A few warning signs that your columns are rotting
Mold or Algae Growth
Separation of staves
There are a few things you can do to make your columns last longer. If you are buying a wood column this is something you will definitely want to consider. Remember that rotting is far more likely on outdoor wood columns but don't be scared to purchase wood columns as they can last a very long time with the right care and maintenance.
Here are some ways to protect your columns:
1) Don't drill air holes in the bottom of the shafts
This tends to provide a conduit for water to migrate up the shaft and thus weakening it prematurely. Instead of installing a solid base make sure that your base has ventilation slots and the column sits on top.
2) Priming & Painting the Shafts
Once the column is ready to install make sure that you prime and paint the shaft with 1 coat of primer and 3 coats of exterior oil-based primer and paint. Where oil based products are banned use high quality latex primer you can buy from a select paint store. Two coats is a good idea. Now paint with quality external paint. If you trim the
3) Placing the column plinth on aluminum plinths or use of synthetic base
Air flow under the column can prevent rot from occurring. Air circulates under the column and up inside the column shaft is allowed by having base that has ventilation holes already molded into the base.
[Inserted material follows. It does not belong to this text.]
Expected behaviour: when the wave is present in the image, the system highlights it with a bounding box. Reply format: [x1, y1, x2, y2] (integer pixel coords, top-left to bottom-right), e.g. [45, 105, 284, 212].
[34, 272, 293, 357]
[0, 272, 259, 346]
Typically if a wood base is used you will have an aluminum plinth underneath. If a polyurethane or synthetic base is used the base and plinth are one piece and the vent holes are molded into the part.
4) Use of a Recessed soffit for capital
In order allow the wood column to maximize air-flow it is important to make sure you have a recessed soffit. The column capital usually does not have ventilation holes on the top and thus the recessed soffit is the only method to ensure airflow.
5) Use copper flashing on capital
After installing the column to the soffit the capital should project out from the header. This is an opportunity for water to drain down into the shaft and it would be a great idea to bend a small piece of copper in a 90 degree angle and install on the top of the capital. If you keep a low profile on the vertical part of the flashing it should be completely hidden.